Generating CSV Files from MySQL Database using Apache Airflow
In this tutorial, we will explore how to generate CSV files from a MySQL database using Apache Airflow. Apache Airflow is an open-source platform that allows you to programmatically author, schedule, and monitor workflows. We will create a workflow that connects to a MySQL database, fetches data, and generates CSV files on a scheduled basis.
Prerequisites:
- Basic knowledge of SQL and MySQL.
- Familiarity with Python and Apache Airflow concepts.

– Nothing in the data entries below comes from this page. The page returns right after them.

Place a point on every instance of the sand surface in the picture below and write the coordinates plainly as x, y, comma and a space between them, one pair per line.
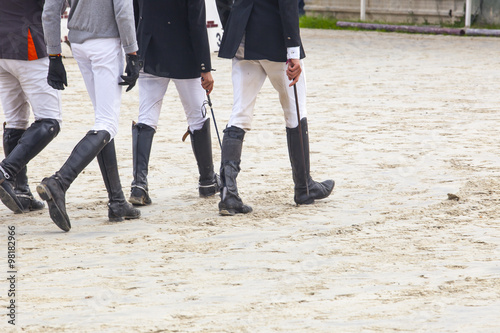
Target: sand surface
397, 120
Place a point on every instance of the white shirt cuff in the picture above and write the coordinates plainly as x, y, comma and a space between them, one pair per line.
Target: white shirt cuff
293, 52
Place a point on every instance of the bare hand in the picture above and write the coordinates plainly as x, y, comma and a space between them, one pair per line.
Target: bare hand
207, 82
293, 71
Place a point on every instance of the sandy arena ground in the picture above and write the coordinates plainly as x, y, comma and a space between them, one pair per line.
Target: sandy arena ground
397, 120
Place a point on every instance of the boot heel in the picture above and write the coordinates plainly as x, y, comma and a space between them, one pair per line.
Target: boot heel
114, 218
44, 192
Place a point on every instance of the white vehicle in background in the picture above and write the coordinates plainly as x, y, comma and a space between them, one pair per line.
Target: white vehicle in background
214, 29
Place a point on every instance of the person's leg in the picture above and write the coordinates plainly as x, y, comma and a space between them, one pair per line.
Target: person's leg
20, 82
306, 189
106, 60
99, 62
11, 137
118, 207
193, 98
152, 89
53, 189
248, 78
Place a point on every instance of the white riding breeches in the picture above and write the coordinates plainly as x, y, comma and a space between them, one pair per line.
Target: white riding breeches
24, 83
101, 63
153, 88
248, 77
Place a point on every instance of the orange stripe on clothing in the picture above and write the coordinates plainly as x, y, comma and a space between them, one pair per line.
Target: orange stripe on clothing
31, 47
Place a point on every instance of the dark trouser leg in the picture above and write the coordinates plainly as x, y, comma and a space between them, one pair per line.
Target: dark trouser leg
53, 189
300, 168
142, 140
209, 182
118, 207
232, 144
13, 167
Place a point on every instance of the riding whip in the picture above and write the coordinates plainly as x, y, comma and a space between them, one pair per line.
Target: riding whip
301, 138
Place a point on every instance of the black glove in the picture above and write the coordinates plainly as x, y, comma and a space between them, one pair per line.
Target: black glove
57, 74
132, 70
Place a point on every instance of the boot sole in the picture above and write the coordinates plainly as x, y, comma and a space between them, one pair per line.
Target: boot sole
57, 216
121, 218
138, 201
9, 201
227, 212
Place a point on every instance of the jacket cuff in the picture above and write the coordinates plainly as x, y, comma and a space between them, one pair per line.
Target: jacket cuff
293, 52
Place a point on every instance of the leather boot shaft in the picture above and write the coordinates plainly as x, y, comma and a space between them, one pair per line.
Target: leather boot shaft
306, 189
11, 137
201, 143
109, 170
31, 143
83, 153
142, 140
232, 145
118, 207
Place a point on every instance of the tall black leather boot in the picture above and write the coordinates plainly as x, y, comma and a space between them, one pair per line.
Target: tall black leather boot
11, 137
201, 142
142, 140
300, 168
30, 144
232, 144
53, 189
118, 207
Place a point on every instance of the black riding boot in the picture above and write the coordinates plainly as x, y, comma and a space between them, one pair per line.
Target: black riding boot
53, 189
209, 181
142, 140
232, 144
11, 137
300, 168
118, 207
32, 142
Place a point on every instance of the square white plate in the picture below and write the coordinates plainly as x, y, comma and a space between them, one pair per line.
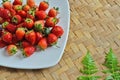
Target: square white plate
49, 57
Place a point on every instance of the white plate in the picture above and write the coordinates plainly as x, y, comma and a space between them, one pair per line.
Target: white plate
49, 57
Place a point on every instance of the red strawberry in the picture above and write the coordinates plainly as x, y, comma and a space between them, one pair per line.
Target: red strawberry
31, 37
28, 51
53, 12
43, 5
17, 7
31, 3
52, 39
31, 13
42, 44
22, 13
7, 4
17, 2
26, 7
20, 32
41, 15
16, 19
10, 27
2, 43
4, 13
12, 49
7, 37
38, 37
51, 22
25, 44
28, 23
14, 39
12, 12
58, 31
39, 25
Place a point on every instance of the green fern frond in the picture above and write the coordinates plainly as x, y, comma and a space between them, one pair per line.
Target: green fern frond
89, 66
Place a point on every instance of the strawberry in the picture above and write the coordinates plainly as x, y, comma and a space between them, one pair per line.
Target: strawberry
28, 51
26, 7
20, 32
31, 3
6, 4
43, 5
14, 39
12, 49
16, 19
2, 43
41, 15
25, 44
39, 25
17, 7
7, 37
22, 13
17, 2
10, 27
51, 22
4, 13
52, 39
12, 12
58, 31
42, 44
31, 37
38, 37
53, 12
28, 23
31, 13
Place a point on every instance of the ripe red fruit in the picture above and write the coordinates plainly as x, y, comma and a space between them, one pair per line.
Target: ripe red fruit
42, 44
51, 21
12, 49
25, 44
39, 25
7, 4
16, 19
17, 7
31, 37
20, 32
12, 12
2, 43
52, 39
7, 37
53, 12
26, 7
22, 13
41, 15
43, 5
38, 37
58, 31
4, 13
28, 51
17, 2
31, 3
28, 23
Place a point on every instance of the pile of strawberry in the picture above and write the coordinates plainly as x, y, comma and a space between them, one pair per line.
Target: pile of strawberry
28, 26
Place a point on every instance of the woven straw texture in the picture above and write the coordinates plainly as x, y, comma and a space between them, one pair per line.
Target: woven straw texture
94, 26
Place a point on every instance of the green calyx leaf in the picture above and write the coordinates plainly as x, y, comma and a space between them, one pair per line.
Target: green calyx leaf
5, 24
56, 8
28, 20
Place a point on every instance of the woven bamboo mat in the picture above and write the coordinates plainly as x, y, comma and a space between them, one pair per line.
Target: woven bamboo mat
95, 26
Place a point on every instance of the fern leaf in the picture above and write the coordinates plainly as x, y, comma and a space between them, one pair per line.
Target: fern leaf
111, 61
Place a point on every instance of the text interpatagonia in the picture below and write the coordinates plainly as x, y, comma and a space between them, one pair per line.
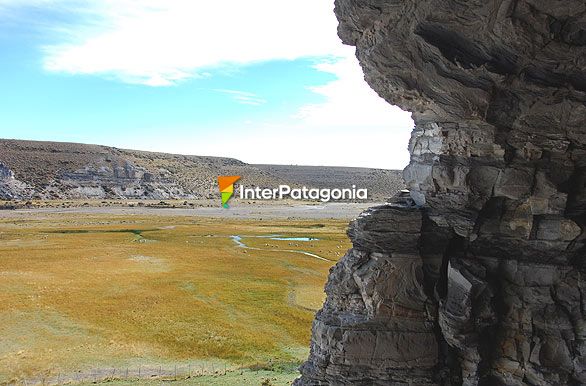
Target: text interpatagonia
303, 193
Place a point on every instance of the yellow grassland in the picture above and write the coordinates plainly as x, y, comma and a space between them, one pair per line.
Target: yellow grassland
92, 291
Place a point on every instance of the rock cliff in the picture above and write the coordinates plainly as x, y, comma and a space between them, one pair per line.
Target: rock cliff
477, 278
58, 170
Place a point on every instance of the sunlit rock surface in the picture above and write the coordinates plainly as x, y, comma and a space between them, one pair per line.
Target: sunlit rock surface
479, 283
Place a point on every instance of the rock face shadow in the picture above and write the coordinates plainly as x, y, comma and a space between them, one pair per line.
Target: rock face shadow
477, 278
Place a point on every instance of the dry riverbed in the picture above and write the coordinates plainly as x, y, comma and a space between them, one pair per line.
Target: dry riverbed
93, 294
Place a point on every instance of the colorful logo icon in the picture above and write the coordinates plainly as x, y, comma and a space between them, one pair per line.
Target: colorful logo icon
226, 184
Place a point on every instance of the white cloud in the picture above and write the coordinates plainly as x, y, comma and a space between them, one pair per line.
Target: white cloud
243, 97
353, 126
161, 42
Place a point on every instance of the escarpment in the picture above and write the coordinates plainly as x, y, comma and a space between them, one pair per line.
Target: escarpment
476, 279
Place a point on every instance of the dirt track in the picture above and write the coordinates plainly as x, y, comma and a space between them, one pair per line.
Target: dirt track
265, 211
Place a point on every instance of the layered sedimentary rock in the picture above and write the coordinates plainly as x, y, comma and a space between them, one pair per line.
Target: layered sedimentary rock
479, 279
58, 170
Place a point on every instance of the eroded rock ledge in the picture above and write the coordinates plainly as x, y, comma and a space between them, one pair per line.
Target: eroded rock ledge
479, 282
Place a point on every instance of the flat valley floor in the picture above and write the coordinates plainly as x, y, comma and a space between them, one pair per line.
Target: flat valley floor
194, 296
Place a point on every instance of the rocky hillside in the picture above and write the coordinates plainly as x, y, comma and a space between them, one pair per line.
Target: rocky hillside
52, 170
477, 278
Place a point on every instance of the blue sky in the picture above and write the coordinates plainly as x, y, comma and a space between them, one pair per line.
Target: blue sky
269, 82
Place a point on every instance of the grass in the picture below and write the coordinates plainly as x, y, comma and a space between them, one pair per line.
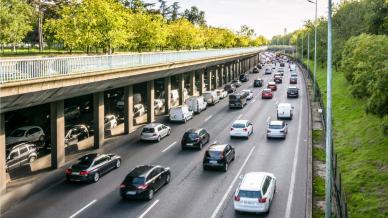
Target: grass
362, 150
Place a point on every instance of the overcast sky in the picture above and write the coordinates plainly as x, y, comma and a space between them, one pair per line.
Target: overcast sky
267, 17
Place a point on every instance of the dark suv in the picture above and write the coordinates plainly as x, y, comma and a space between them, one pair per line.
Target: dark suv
219, 156
195, 138
20, 154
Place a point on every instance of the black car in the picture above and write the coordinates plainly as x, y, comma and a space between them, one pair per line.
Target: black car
195, 138
219, 156
292, 92
244, 78
258, 83
230, 88
143, 181
91, 166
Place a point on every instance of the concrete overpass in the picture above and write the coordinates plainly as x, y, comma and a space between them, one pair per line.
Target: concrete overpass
29, 82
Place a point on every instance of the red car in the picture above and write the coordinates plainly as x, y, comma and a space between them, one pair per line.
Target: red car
266, 93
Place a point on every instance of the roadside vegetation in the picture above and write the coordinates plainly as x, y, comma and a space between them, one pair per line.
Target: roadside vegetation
105, 26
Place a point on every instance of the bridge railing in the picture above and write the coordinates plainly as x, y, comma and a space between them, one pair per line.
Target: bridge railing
32, 68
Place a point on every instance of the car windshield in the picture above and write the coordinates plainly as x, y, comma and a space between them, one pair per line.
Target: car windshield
249, 194
148, 130
17, 133
238, 125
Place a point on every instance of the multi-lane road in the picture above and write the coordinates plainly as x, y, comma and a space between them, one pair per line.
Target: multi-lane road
192, 191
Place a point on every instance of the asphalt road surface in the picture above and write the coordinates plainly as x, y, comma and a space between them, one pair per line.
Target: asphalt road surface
192, 191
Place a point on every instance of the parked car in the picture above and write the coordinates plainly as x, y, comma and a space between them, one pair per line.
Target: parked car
249, 93
244, 77
180, 113
195, 138
255, 192
236, 83
272, 85
266, 94
92, 166
292, 92
237, 100
258, 83
211, 97
230, 88
277, 129
196, 104
20, 154
241, 128
76, 133
285, 111
221, 93
25, 134
143, 181
154, 132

- Apache Airflow installed and configured on your system.
Set Up Your Environment
Make sure you have Apache Airflow installed. You can install it using pip:
pip install apache-airflow
Create a Python Script for Generating CSV
Create a Python script, let’s call it mysql_to_csv.py
, where we will write the logic to fetch data from the MySQL database and generate CSV files. Here’s a basic example:
import csv
import mysql.connector
# MySQL connection details
db_config = {
'host': 'your_mysql_host',
'user': 'your_mysql_user',
'password': 'your_mysql_password',
'database': 'your_database_name'
}
# Fetch data from MySQL and generate CSV
def generate_csv():
connection = mysql.connector.connect(**db_config)
cursor = connection.cursor()
query = "SELECT * FROM your_table_name"
cursor.execute(query)
data = cursor.fetchall()
csv_file = open('output.csv', 'w', newline='')
csv_writer = csv.writer(csv_file)
# Write header
csv_writer.writerow([i[0] for i in cursor.description])
# Write data
csv_writer.writerows(data)
csv_file.close()
connection.close()
if __name__ == '__main__':
generate_csv()
Create an Apache Airflow DAG
Now, let’s create an Apache Airflow DAG (Directed Acyclic Graph) to schedule the execution of our Python script at specified intervals. Create a Python script named mysql_to_csv_dag.py
:
from airflow import DAG
from airflow.operators.python_operator import PythonOperator
from datetime import datetime, timedelta
import os
default_args = {
'owner': 'your_name',
'depends_on_past': False,
'start_date': datetime(2023, 8, 6),
'retries': 1,
'retry_delay': timedelta(minutes=5),
}
dag = DAG(
'mysql_to_csv_dag',
default_args=default_args,
schedule_interval=timedelta(days=1), # Adjust as needed
)
def generate_csv_task():
os.system('python /path/to/mysql_to_csv.py')
generate_csv_operator = PythonOperator(
task_id='generate_csv_task',
python_callable=generate_csv_task,
dag=dag,
)
generate_csv_operator
Start Apache Airflow Web Server and Scheduler
Start the Apache Airflow web server and scheduler using the following commands:
airflow webserver -p 8080
airflow scheduler
Congratulations! You’ve successfully set up a workflow using Apache Airflow to generate CSV files from a MySQL database on a scheduled basis. This tutorial provides a basic example, and you can further enhance it by handling errors, customizing the CSV output, and incorporating additional tasks into your DAG.